Handler looked at him sceptically, as well he might, since Dev had indeed ignored the ISS liaison’s obvious hand-flapping attempts to catch his eye, and hadn’t made much of a pretence about it either.
“Well, you’re due your latest nucleotide shot. If you’ll wait a minute, I can fetch one.”
“Yeah, about that. I’m going to do without from now on.”
“What? That’s crazy.”
“Might be.” On reflex, Dev checked the countdown timer:
30:12:11
“I’m just wondering if the cure isn’t worse than the disease.”
“Don’t be ridiculous,” Handler snapped. “Of course it isn’t. The serum patches are all that’s standing between your host form and catastrophic collapse. Without them, I tell you, you’ll start dissolving into pure foaming protoplasm. Do you want that?”

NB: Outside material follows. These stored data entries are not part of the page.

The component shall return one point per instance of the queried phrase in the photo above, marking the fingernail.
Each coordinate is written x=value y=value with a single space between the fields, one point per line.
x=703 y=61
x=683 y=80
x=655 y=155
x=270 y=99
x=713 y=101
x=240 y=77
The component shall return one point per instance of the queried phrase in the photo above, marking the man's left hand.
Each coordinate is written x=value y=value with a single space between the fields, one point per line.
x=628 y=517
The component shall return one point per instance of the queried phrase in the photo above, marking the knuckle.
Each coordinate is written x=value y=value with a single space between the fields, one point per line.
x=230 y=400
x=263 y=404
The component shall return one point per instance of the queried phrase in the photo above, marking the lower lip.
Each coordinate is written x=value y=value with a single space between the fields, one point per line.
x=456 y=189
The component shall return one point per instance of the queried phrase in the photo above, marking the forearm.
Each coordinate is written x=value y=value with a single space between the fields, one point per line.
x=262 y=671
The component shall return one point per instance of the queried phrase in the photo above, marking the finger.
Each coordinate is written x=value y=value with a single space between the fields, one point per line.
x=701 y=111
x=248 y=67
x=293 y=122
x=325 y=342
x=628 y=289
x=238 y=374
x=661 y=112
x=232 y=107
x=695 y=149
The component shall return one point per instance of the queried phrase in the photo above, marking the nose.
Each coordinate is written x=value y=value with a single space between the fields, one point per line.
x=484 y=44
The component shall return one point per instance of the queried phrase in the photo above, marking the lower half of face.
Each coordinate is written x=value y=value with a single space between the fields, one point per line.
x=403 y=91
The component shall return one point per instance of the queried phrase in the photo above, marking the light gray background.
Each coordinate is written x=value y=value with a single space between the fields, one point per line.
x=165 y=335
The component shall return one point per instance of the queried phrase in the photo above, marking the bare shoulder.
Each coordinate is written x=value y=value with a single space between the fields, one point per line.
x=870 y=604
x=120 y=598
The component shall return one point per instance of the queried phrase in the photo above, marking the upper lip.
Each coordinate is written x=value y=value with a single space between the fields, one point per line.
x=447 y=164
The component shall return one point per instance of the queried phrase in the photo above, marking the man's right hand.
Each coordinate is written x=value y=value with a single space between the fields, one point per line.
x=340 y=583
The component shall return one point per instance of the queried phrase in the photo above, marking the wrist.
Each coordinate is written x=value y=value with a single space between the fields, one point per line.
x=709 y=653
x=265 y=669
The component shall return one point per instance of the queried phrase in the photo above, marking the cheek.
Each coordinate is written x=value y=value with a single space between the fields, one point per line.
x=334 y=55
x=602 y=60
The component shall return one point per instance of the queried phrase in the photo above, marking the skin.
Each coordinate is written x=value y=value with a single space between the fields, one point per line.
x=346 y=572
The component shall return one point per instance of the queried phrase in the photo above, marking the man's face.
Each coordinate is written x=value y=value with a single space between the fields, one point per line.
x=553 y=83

“Fun as it sounds, no, I don’t.”
“It’d be an accelerating cascade. Within two hours, three at most, your body will begin falling apart. And once the process is under way, once the ball gets rolling, there’s nothing you or I or anyone can do to stop it. My guess is it’ll take an hour all told. An hour of screaming, haemorrhaging agony. Everything that’s inside you, pouring out in a great gush.”
“You paint such a vivid picture. Still, I’m going to pass.”

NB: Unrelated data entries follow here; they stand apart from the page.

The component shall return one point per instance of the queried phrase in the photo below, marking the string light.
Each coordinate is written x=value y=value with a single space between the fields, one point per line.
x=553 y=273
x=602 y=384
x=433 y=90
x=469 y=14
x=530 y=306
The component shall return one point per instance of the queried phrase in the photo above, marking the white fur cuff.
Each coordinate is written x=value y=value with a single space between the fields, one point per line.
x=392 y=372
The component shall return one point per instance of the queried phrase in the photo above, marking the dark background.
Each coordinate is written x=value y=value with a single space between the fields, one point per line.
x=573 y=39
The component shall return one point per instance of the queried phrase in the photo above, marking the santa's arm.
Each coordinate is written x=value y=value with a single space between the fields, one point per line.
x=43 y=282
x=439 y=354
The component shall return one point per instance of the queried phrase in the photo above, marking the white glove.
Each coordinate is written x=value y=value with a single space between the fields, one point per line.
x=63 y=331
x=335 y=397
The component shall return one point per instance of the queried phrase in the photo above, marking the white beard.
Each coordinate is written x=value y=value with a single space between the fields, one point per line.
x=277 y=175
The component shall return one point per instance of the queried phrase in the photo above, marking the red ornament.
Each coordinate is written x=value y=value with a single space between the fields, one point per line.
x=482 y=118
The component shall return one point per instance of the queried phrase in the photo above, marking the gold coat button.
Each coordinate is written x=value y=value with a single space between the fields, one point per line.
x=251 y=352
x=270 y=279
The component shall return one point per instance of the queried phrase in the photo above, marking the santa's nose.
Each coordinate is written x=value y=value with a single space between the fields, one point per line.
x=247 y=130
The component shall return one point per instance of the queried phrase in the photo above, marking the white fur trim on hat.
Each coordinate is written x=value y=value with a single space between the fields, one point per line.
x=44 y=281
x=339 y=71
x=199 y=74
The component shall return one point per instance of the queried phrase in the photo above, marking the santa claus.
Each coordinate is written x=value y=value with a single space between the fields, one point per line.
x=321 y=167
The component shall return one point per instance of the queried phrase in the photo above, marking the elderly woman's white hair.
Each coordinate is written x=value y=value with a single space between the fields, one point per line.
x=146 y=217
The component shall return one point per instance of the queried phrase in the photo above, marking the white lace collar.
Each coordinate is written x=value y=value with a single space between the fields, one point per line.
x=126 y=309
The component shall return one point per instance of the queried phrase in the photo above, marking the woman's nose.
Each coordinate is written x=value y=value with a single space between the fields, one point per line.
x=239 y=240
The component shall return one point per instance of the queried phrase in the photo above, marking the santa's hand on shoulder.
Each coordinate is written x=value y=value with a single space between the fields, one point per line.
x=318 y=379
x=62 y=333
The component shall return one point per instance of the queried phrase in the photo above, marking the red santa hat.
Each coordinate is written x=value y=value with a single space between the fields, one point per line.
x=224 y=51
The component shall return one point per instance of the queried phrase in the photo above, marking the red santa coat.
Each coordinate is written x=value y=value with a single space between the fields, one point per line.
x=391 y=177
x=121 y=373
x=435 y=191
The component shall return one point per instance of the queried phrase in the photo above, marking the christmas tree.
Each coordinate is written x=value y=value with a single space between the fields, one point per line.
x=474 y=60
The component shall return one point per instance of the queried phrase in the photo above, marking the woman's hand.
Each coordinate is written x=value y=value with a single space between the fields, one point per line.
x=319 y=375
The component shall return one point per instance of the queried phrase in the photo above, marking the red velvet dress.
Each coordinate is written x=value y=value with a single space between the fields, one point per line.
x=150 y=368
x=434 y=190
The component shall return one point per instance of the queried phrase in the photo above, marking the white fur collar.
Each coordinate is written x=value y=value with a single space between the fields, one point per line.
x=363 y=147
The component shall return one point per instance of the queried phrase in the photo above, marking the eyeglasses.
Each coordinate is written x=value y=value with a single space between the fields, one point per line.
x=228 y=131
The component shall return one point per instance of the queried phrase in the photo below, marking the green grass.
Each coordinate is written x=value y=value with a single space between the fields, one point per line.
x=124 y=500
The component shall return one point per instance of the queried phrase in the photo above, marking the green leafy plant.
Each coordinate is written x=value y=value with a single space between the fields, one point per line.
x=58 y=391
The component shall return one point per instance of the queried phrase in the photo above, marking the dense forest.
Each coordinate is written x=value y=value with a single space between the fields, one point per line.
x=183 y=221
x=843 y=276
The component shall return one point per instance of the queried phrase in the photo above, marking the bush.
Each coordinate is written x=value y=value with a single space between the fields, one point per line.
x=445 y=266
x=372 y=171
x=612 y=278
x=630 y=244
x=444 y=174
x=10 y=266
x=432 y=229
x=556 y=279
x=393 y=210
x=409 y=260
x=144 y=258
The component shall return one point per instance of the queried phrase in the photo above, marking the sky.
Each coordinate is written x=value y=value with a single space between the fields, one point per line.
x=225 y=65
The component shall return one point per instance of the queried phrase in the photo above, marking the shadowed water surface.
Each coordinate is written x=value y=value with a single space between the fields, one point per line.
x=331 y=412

Handler clutched the air despairingly. “Why? We’re a good half-day’s journey away from Tangaroa and the transcription matrix. If you want to data ’port out safely, you’d have to start heading back now, and even then there’s no guarantee you’d make it in time. Come on,” he cajoled, “have the next shot. It’ll only take a moment.”
“You want the honest truth, Handler?” Dev said. “I’ve come to the conclusion that your precious nucleotides aren’t making any difference. No, scratch that. They
are
making a difference. Just not a positive one.”
“How can you say that?”
“Easily. You may not have noticed, but every time you stick one of those patches on me, not long afterwards I get sick. Something nasty happens like a rash, or spasms of pain, or bleeding.”
“Coincidence,” Handler said with a dismissive flick of the wrist. “Or it could simply be that your immune system is abreacting. It doesn’t recognise the nucleotides as helpful. It’s mistaking them for a virus or bacteria – an enemy.”
“I’m no medic, but that sounds unlikely.”
“I’m no medic either. All I know is I’m trying to keep you alive and well for as long as I possibly can, so that you can complete your mission, and you for some inexplicable reason are rejecting my help. Besides, you’re wrong.”
“I am?”
“Yes. You got sick
before
I even put a patch on you. Remember? Almost as soon as you came round after being installed, you complained of a severe headache. Like your skull was, and I quote, ‘full of lava.’”
Dev couldn’t deny it. “Installation’s never pleasant.”
“You said you felt much worse than usual.”
“Maybe the half of me that’s human is allergic to the half of me that’s fish.”
“Facetiousness is often what people resort to when they know they’re losing the argument.”
“And condescension is often what people resort to when they know they haven’t got a hope of winning the argument. Look, Handler, I really don’t have time for butting heads like this. The biggest fucking crab in the universe ever is going on a rampage, accompanied by a horde of religious nutcases who are under the impression it’s their god and it’s come to save them. Our job is to turn it into seafood chowder. That’s my priority right now.”
“But you’ll never succeed if your host form gives out on you.”
“I’m gambling on surviving long enough to pull it off.”
“Without nucleotides? Not a chance. I insist you take the next dose.”
Dev climbed onto the deck rail, swaying as a particularly heavy wave hoisted the
Admiral Winterbrook
onto its back and then, as if changing its mind, set the boat down again the other side.
Handler laid a firm hand on his shoulder.
“I’d let go if I were you,” Dev said in a low voice.
“As your ISS liaison,” Handler said, “I demand that you do as I ask.”
“Take your hand off me or I’ll break it.”
“You wouldn’t dare. Think how our employers would view that. Think of your one-thousand-point quota. How many points would ISS deduct for maliciously injuring a co-worker? I don’t know the answer myself, but I suspect it’s quite a few.”